Fourthly, Labour's experience in attacking the Suez action indicates
that there can be more political disadvantages than advantages in a
partisan opposition to government foreign policy, even to one which
fails. The government was not brought down during the crisis, and
its public credit did not appear to have been damaged in the long run.
Opposition was handicapped by its unpatriotic appearance during military hostilities, and even afterward Labour was troubled by the charge
that it had caused Britain's withdrawal-although no such accomplishment could be established and Labour ceased to claim it.

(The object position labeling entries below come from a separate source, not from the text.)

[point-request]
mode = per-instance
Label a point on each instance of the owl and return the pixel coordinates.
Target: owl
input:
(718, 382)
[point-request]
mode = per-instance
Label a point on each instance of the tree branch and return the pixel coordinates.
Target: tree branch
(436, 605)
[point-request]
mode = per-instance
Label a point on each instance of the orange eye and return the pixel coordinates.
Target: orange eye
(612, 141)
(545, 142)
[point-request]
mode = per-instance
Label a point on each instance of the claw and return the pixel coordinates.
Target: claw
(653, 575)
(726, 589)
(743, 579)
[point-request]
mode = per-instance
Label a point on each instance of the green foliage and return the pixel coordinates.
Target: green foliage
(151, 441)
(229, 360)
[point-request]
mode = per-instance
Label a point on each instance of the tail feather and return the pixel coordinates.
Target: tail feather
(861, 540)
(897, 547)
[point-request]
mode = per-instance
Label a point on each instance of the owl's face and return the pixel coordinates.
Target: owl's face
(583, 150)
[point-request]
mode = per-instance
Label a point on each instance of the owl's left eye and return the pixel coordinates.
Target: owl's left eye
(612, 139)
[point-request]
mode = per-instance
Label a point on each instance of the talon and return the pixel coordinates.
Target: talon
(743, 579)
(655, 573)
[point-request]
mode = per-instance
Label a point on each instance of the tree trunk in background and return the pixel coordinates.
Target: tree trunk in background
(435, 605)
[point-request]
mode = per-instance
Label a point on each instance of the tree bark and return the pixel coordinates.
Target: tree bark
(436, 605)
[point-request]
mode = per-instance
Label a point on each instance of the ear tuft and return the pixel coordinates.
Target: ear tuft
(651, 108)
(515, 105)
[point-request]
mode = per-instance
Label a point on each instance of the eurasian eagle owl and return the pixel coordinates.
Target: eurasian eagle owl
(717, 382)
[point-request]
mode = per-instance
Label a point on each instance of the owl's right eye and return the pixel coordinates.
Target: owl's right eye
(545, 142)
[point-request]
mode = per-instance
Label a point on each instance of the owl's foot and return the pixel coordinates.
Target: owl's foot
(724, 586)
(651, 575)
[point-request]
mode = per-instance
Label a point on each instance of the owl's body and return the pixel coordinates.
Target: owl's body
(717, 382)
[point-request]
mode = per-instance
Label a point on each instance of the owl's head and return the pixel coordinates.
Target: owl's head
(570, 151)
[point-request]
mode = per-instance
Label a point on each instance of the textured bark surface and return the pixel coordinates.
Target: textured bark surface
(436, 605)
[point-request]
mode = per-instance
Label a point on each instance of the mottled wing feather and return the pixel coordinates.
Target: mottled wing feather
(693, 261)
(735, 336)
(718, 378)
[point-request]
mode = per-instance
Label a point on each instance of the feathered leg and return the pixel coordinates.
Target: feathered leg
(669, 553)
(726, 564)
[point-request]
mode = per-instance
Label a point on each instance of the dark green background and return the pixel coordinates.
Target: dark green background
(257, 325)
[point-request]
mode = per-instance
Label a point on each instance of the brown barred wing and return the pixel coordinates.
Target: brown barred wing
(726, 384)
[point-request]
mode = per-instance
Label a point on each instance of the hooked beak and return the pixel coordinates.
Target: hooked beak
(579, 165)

Finally, then, there is only the speculative possibility that the partisan
opposition, supported by a large portion of independent "informed
opinion," could have prevented the successful conduct of a considerably
longer, more expensive war than Britain's seven days in Egypt. For
instance, could several months of Suez action, inevitably involving
British hardships from an oil shortage at least, have been sustained by
almost purely Conservative support ? To that question, perhaps the most
intriguing of all in this analysis of a partisan foreign policy, the 1956
crisis supplies no answer.
57 This seems close to Max Beloff's view of the relative influence of the American
legislature. Foreign Policy and the Democratic Process, Baltimore, Md., 1955.